Designing for RTO and RPO in Upbound

Before choosing a disaster recovery architecture for Upbound, you need to understand what you're recovering from, how quickly you need to recover, and how much data loss is acceptable. This page explains the concepts of RTO and RPO in the context of Upbound control planes and maps them to the architectural patterns available.

RTO and RPO defined

Recovery Time Objective (RTO) is the maximum acceptable time from a failure event to the moment your control plane is operational again. An RTO of 30 minutes means your organization can tolerate up to 30 minutes of downtime before it becomes a business problem.

Recovery Point Objective (RPO) is the maximum acceptable amount of data loss, measured in time. An RPO of 4 hours means you accept that up to 4 hours of changes to your control plane state could be lost in a recovery scenario.

In the context of Upbound:

RTO governs how quickly a control plane returns to a state where it can reconcile resources — both reading current cloud state and making changes.
RPO governs how much Crossplane resource state (XRs, claims, managed resources, ProviderConfigs, compositions, packages) could be lost or rolled back to an older version.

What gets lost in a disaster?

When a control plane fails and you need to recover, the state at risk is:

Crossplane resource state in etcd — the desired-state objects that Crossplane is reconciling. If the backup is from 6 hours ago, any resources created or modified in the last 6 hours may not be in the restore.
Provider configuration — ProviderConfigs, credentials, package revisions installed after the last backup.
Composition and function revisions — if you update a composition between backups, the older version is what restores.

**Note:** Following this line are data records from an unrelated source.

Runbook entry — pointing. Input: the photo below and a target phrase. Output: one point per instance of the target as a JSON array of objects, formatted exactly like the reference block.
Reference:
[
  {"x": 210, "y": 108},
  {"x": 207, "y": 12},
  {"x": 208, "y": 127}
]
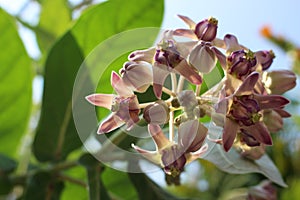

What is generally not lost regardless of your Upbound DR posture:

Actual cloud resources (S3 buckets, VMs, databases) — these exist independently of the control plane. After restore, Crossplane will reconcile the restored desired state against the actual cloud state. Resources that exist in the cloud but not in the backup can be imported or cleaned up and replaced.
Git-managed configuration — if you use GitOps to drive your control plane, re-applying your Git repository to a restored control plane brings it back to the desired state quickly, reducing the effective impact of RPO.

Recovery architectures and their RTO/RPO

Upbound supports three primary DR and HA patterns. Each has a different RTO and RPO profile.

Backup and restore (Shared Backups and Space Backups)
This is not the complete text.